Terracotta Army, Weinan, Xian

Terracotta Army, Weinan, Xian

From here one can either make for Pit One or take in a 20 minute film that explains why the Terracotta army is here and what happened to them. Quite frankly the production is long past its sell by date and the projection technique is a crude attempt at surround / IMAX that falls flat on its screen! Go to Pit One and get totally overwhelmed with the sheer scale of the site and its 6000 warriors. Inside it is very much a work in progress site but what has been achieved so far is incredible and one can only imagine what else remains to be discovered. There is always a crush of people at the entry point all clamouring to take stupid photos of themselves against a background that, unless one was shooting from a step-ladder, would never include much of the background. Be patient because it’s well worth waiting for these hoards to move on once they’ve completed their toothy smile and obligatory ‘V’ signs to the camera! Do the entire walk around its less crowded but still very interesting.

Pit Two lays directly behind Pit Three so perhaps its best to access this by walking around the entire length of Pit One then the whole thing runs in an understandable way. Pit Two is much smaller but again interesting as the relics are far deeper down and form part of a separate army. From here it’s but a short walk to Pit Three which is the newest of the three exhibit buildings and is an impressive piece of architecture in its own right.

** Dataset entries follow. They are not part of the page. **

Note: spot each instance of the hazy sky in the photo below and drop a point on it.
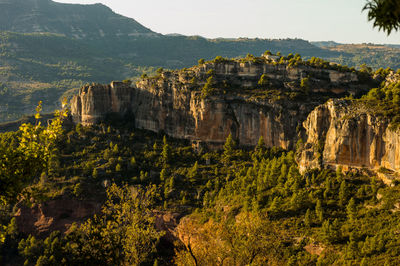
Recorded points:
(314, 20)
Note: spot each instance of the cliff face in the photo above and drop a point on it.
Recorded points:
(342, 133)
(173, 102)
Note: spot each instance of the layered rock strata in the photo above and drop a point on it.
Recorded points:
(345, 133)
(172, 102)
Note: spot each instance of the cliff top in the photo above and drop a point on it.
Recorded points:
(270, 76)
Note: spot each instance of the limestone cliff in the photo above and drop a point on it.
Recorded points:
(173, 101)
(345, 133)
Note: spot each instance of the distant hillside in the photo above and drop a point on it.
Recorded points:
(373, 55)
(78, 21)
(49, 49)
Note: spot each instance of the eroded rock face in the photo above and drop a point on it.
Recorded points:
(58, 214)
(346, 134)
(172, 103)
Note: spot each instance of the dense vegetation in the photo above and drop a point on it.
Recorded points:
(47, 67)
(239, 206)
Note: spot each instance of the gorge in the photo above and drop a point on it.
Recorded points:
(255, 98)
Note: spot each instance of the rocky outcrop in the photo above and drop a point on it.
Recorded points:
(345, 133)
(58, 214)
(173, 103)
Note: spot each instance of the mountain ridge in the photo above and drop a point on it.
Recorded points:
(72, 20)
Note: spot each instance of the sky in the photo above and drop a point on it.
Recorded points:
(315, 20)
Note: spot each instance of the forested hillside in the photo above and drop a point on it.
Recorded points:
(238, 206)
(45, 54)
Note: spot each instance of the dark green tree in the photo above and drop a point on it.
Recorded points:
(385, 14)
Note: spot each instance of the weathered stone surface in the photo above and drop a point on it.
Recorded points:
(342, 133)
(172, 103)
(58, 214)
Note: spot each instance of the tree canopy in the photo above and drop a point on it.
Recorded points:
(385, 14)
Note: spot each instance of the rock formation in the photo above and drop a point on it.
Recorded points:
(173, 103)
(345, 133)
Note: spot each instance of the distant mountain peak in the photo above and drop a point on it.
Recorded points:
(72, 20)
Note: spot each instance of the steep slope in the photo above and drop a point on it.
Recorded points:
(360, 133)
(71, 20)
(247, 98)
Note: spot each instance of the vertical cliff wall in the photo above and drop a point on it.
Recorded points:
(173, 101)
(345, 133)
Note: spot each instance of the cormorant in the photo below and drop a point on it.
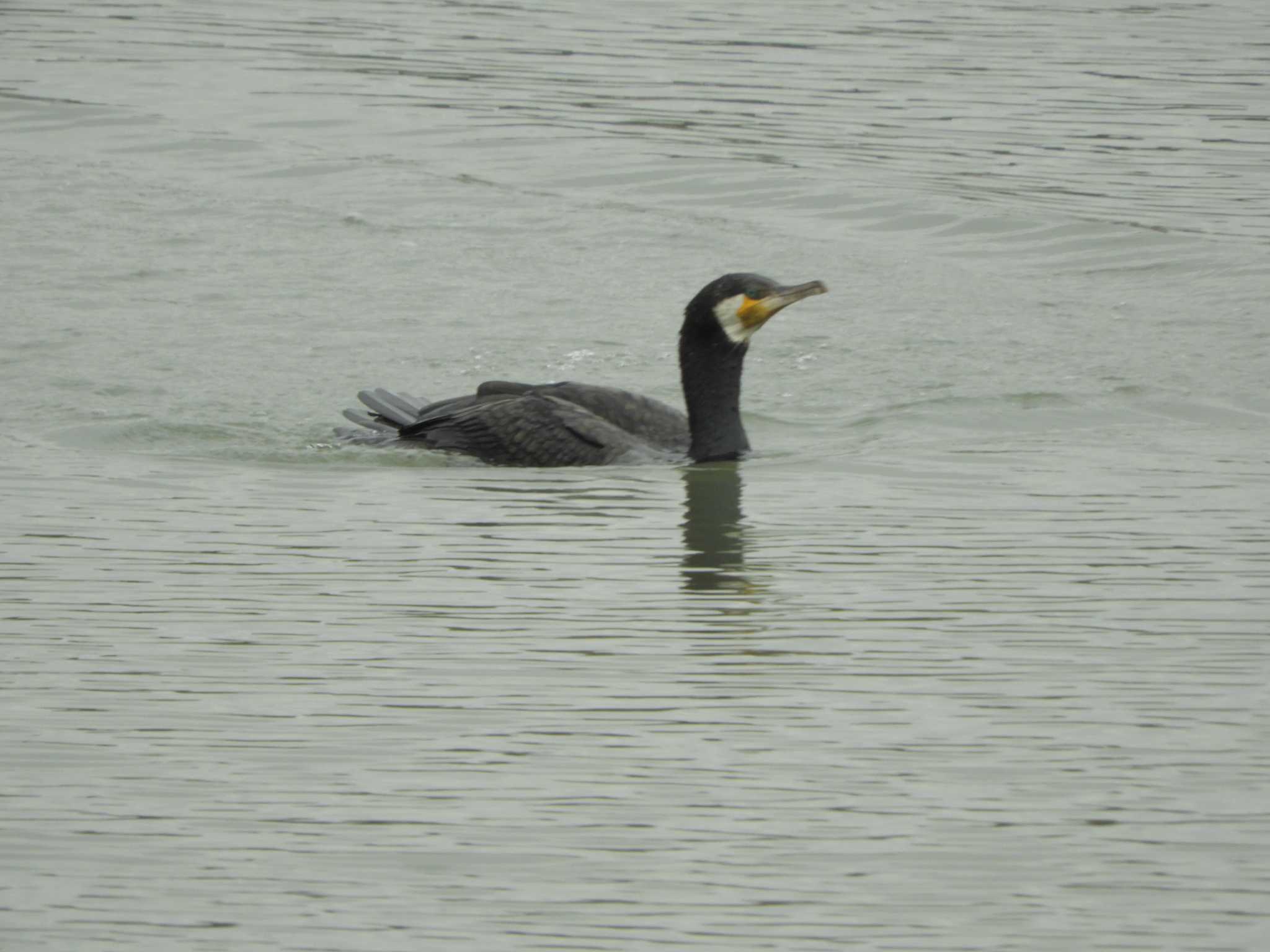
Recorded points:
(582, 425)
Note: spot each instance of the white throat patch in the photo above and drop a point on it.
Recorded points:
(726, 312)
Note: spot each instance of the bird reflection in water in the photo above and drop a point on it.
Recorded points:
(714, 544)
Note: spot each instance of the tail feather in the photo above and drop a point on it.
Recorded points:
(389, 407)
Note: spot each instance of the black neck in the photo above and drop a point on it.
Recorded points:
(710, 369)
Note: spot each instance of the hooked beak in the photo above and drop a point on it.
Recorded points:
(756, 311)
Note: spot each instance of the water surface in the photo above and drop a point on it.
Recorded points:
(970, 654)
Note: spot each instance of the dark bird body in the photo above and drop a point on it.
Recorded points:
(582, 425)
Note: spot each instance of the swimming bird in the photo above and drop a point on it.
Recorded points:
(584, 425)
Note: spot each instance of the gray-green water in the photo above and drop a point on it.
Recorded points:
(970, 655)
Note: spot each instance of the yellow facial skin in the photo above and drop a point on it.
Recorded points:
(755, 311)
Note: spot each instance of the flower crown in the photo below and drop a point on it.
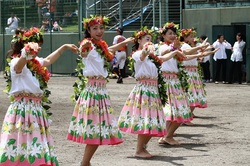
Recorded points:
(31, 35)
(187, 32)
(93, 20)
(144, 31)
(17, 38)
(169, 25)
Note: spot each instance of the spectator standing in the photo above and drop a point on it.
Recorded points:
(205, 63)
(220, 57)
(52, 9)
(236, 59)
(40, 5)
(12, 24)
(120, 55)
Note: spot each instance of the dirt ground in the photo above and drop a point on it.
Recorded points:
(221, 135)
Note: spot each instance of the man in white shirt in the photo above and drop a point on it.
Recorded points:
(220, 58)
(120, 55)
(12, 24)
(236, 60)
(205, 63)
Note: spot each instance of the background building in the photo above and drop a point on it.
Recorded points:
(209, 17)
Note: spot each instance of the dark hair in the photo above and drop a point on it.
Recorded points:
(218, 37)
(119, 29)
(240, 35)
(165, 31)
(36, 39)
(203, 37)
(86, 33)
(17, 46)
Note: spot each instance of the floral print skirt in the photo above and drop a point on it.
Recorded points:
(177, 108)
(196, 93)
(25, 135)
(143, 112)
(93, 121)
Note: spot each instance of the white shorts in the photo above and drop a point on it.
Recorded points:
(121, 59)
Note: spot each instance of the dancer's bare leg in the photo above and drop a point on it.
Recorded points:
(88, 154)
(141, 151)
(169, 137)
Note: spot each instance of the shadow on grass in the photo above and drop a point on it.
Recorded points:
(168, 159)
(189, 146)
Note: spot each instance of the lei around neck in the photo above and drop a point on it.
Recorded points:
(161, 81)
(102, 48)
(40, 72)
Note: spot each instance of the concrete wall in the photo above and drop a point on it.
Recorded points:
(67, 62)
(203, 19)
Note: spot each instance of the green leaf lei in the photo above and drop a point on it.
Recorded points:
(161, 83)
(183, 76)
(102, 48)
(43, 83)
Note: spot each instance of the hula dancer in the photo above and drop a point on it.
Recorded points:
(142, 113)
(25, 136)
(93, 122)
(177, 109)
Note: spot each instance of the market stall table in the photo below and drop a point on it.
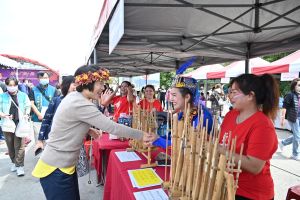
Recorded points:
(101, 149)
(293, 193)
(118, 185)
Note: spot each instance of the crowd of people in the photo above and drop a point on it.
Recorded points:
(85, 103)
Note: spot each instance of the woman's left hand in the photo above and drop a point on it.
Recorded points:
(94, 133)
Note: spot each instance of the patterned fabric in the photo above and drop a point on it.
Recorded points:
(290, 103)
(185, 82)
(82, 166)
(40, 100)
(47, 120)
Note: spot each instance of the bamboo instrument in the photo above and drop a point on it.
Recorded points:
(174, 151)
(230, 186)
(186, 149)
(219, 178)
(214, 166)
(201, 160)
(192, 164)
(206, 171)
(180, 157)
(239, 167)
(167, 139)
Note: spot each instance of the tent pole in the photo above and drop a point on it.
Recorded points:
(146, 79)
(95, 56)
(247, 58)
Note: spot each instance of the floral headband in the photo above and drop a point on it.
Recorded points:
(89, 77)
(190, 83)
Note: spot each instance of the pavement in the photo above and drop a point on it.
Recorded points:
(28, 187)
(285, 172)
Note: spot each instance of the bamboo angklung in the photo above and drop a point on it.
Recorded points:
(145, 121)
(198, 170)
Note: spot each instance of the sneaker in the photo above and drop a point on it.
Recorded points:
(20, 171)
(13, 168)
(280, 145)
(295, 157)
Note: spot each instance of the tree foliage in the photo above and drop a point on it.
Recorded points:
(284, 86)
(166, 79)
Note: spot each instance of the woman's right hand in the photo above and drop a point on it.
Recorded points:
(282, 120)
(149, 138)
(38, 145)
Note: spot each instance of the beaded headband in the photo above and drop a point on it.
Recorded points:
(185, 82)
(89, 77)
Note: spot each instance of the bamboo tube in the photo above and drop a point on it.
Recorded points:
(239, 167)
(206, 171)
(219, 178)
(167, 138)
(214, 167)
(230, 186)
(187, 149)
(180, 156)
(192, 164)
(201, 160)
(174, 146)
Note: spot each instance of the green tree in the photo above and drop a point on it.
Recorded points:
(274, 57)
(284, 86)
(166, 79)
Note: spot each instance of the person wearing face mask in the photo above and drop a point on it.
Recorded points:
(40, 97)
(184, 89)
(13, 103)
(150, 101)
(255, 104)
(123, 104)
(74, 118)
(291, 110)
(216, 99)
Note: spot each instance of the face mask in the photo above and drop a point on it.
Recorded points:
(218, 90)
(44, 81)
(12, 89)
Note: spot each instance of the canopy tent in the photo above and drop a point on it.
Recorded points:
(25, 68)
(61, 34)
(201, 72)
(236, 68)
(290, 63)
(8, 63)
(161, 34)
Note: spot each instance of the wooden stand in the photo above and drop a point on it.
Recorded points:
(198, 170)
(145, 121)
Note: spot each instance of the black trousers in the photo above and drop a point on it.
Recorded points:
(237, 197)
(60, 186)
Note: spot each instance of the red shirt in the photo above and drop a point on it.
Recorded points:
(121, 105)
(260, 141)
(145, 104)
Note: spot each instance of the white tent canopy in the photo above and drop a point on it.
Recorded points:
(161, 34)
(61, 34)
(6, 62)
(201, 72)
(237, 68)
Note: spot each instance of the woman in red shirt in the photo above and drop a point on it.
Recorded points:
(255, 103)
(150, 102)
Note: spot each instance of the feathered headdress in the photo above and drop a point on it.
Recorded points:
(187, 82)
(89, 77)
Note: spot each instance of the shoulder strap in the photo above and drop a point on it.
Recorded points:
(43, 93)
(14, 103)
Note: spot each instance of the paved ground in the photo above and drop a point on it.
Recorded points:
(28, 187)
(285, 171)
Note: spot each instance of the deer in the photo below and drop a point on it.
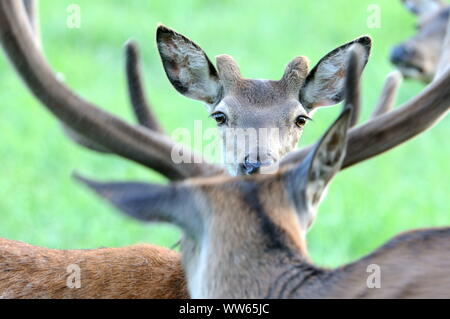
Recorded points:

For the visitor one has the comfort of air-conditioning and subdued lighting plus the viewing galleries are far better and there are some excellent additional displays and visitor information areas.

After some three hours you may have made it around but I guarantee that you will feel that not only has it been well worthwhile but leave you with a lasting impression about the ingenuity of those that not on commissioned but constructed the tomb.

Tang Dynasty Show

Tang Dynasty Show

Our evening in Xian was spent visiting the Tang dynasty show and truly impressive production combining traditional Chinese song and dance together with more modern national dance and music. Very colourful and great choreography.

Sadly the following day we had to say farewell to this wonderful place to make our way south to the city of Guilin but before doing so we took time out to visit the Yangling Han Tomb and Museum that’s conveniently situated not far from Xian’s excellent airport. Modern techniques in excavation and preservation have provided the visitor with a unique underground experience – easy access, less crowds plus big exhibit halls some with glazed viewing floors and some excellent displays and information sections make this a definite place to include on any ‘must see’ agenda.